Аркан с двумя сотнями греческих наёмников-гоплитов — всё, что осталось от громадного войска — сдался своему дядьке Парраку, всем на свете обязанному отцу Аркана. Молодой царь рассчитывал на его мудрость и на то, что Мутарз за время своего правления немало ущемил Паррака. А возможно, он просто верил в справедливость — ведь Паррак был в числе тех, кто вызвал его, Аркана, на царство, кто посылал послов в Мерв…

Закованный в цепи, в рабском рубище, босой, Аркан закончил свой путь к престолу в ставке Муртаза, на вершине горы Харейя.

Этого Акболат уже не видел — вёл своих скифов назад, на запад, охранять караваны.
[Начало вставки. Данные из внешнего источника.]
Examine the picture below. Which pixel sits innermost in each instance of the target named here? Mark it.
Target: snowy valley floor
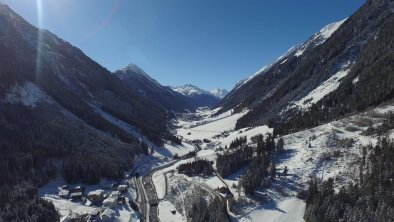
(330, 150)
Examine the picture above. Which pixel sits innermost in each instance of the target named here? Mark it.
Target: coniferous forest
(371, 198)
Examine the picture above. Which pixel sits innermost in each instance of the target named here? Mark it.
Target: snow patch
(287, 210)
(321, 91)
(320, 37)
(27, 94)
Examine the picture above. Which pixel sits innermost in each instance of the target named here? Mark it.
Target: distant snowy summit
(191, 90)
(220, 93)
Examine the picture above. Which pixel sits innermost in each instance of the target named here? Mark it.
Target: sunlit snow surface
(320, 37)
(322, 90)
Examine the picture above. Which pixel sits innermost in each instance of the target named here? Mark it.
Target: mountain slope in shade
(149, 89)
(54, 106)
(220, 93)
(292, 82)
(199, 96)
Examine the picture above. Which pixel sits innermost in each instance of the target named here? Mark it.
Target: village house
(96, 196)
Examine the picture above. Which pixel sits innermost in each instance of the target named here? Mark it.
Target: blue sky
(208, 43)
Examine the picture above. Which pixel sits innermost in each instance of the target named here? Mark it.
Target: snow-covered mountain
(220, 93)
(189, 90)
(137, 79)
(199, 96)
(307, 74)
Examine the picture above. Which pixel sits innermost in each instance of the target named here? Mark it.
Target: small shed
(96, 195)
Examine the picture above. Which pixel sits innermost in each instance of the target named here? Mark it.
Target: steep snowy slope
(149, 89)
(199, 96)
(318, 68)
(220, 93)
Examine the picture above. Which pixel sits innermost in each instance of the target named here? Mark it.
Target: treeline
(387, 125)
(262, 169)
(201, 211)
(238, 142)
(375, 85)
(370, 199)
(231, 161)
(196, 168)
(33, 145)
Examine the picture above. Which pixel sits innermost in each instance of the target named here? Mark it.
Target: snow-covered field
(321, 91)
(330, 150)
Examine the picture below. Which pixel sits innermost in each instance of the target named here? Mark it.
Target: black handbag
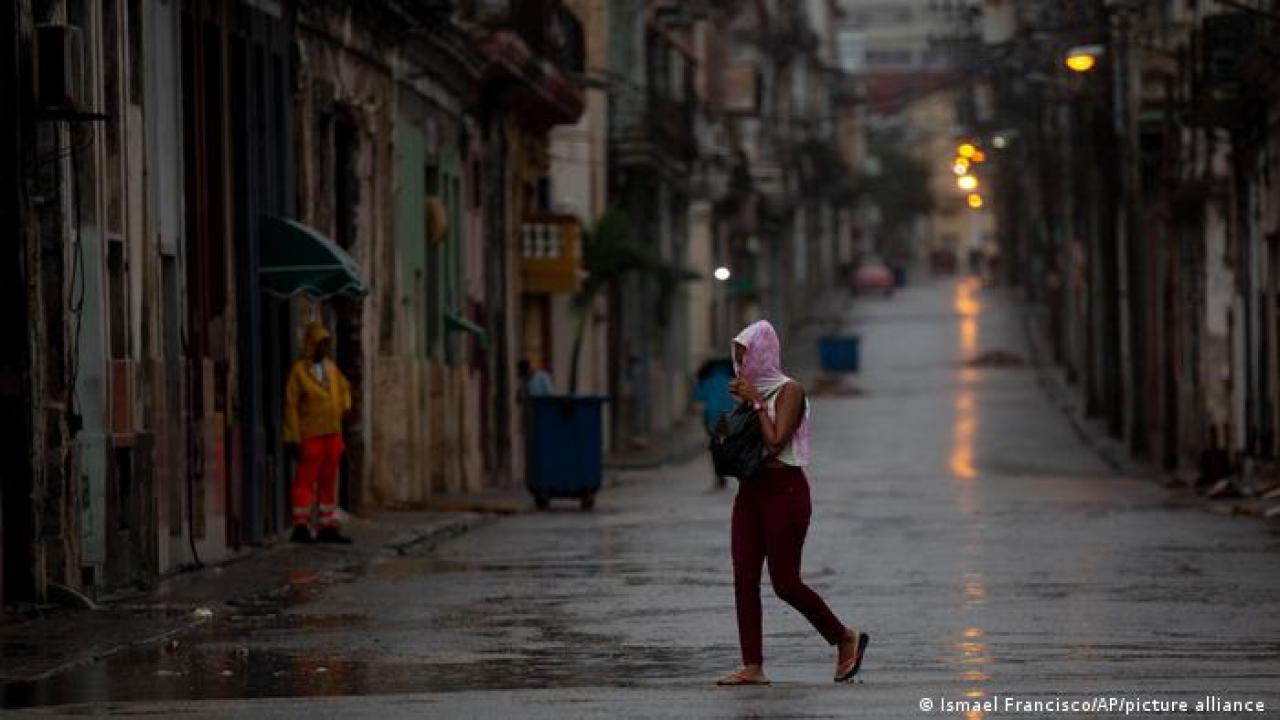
(737, 449)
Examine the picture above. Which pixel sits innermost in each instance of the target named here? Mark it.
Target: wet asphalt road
(956, 518)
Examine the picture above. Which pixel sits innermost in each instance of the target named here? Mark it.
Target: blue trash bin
(563, 454)
(839, 354)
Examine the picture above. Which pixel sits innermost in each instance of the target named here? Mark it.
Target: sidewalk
(273, 575)
(1112, 451)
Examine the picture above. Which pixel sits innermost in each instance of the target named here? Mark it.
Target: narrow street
(958, 519)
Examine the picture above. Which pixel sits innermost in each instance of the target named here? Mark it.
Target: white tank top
(787, 455)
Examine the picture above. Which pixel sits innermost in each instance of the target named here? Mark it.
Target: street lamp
(1083, 58)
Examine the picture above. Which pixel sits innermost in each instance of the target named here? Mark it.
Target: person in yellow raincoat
(315, 400)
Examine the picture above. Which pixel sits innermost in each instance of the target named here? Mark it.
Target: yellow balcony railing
(552, 251)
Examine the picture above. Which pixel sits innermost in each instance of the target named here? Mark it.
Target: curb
(1061, 397)
(434, 536)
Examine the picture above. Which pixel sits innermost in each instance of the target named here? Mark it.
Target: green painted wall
(411, 227)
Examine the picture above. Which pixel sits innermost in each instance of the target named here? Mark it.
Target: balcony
(552, 253)
(547, 27)
(656, 128)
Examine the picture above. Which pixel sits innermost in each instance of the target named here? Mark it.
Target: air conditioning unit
(59, 69)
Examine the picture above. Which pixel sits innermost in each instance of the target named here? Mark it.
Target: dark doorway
(17, 582)
(348, 349)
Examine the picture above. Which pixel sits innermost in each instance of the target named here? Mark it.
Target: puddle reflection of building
(972, 651)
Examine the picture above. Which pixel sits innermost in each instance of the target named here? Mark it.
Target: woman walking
(771, 511)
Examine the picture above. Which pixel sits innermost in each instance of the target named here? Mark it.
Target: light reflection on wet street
(956, 519)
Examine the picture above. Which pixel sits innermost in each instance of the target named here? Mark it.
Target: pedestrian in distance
(533, 383)
(316, 397)
(772, 510)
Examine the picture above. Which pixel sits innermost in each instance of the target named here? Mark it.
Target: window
(888, 58)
Три года после этого ходил он по Царской дороге от Дамаска до Сузы…

С Арканом обошлись по-доброму: не убили и даже не лишили зрения, как полагалось по обычаю персов; всего лишь отрезали уши и отправили жить безвыездно в далёкий дворец в горах — ибо царь персов должен быть совершенен во всём, а если он не совершенен, то уже и не царь, и не быть ему царём никогда; напрасное же злодейство только радует Ангра Манью и не даёт ничего больше. Знал Акболат, что ещё несколько лет назад был Аркан жив и благополучен и вёл обширную переписку с Аристотелем и Дионисием…

Гамлиэль бар Барух менее всего похож был на работорговца, а скорее на престарелого учителя в бет-мидраше, «доме мудрости» евреев: белоснежные волосы и борода, льняное одеяние, тихая плавная речь… Он любил и мог вести долгую приятную беседу, ценил хорошую поэзию и тонкую пищу. Акболат потратил много денег, чтобы привлечь его интерес, и немало цветов души, чтобы завоевать его доверие. И никто бы иной, кроме Акболата, не понял сейчас, что почтенный Гамлиэль взволнован, напряжён и испытывает жестокий страх…

После того, как евреи стали возвращаться из Персии и обнаружили свои дома разрушенными, а земли захваченными соседями, после того как нестроение переросло в войну, евреи Тира, Тарса и Александрии стали подвергаться насилиям и умучениям от язычников: тем никак не хотелось, чтобы и здесь они мутили воду: ибо властям дай только повод; а от страха за себя и за семейства люди делаются жестокими не только перед богами… Самые осторожные и богатые евреи начали уезжать сразу и как можно дальше — кто в Грецию, кто в Карфаген, кто в Таврию и даже севернее, по Янтарному пути. Самые бедные держались за свои лачуги с упорством обречённых. Великое множество просто закрывали глаза на угрозы и затыкали уши, чтобы не слышать. Но были и те, кто хотел уехать, однако — их не отпускали! Старейшины общины, товей ха-гир, запрещали остающимся покупать что-либо у желающих уехать, лишая тех возможности оплатить дорогу и обустройство на новом месте. И тут на помощь им приходил почтенный Гамлиэль.

Объявляя неоплатными должниками, забирал Гамлиэль их имущество, а семьи обращал в рабство и продавал далеко: в Киликию, Армению, Иберию, Таврию, — своим же доверенным людям, евреям; ибо нельзя по закону общины продавать еврея нееврею. Но там, вдали, верх имели уже законы других земель, и люди Акболата перекупали мнимых рабов, после чего Акболат отпускал их на свободу, записывая своими вольноотпущенниками… Сделки, понятно, были поддельными, и держалось всё на честном слове царевича. Немало денег беглецы теряли, иные — почти всё; но получали взамен новую жизнь вдали от войны, не нарушив притом Закона.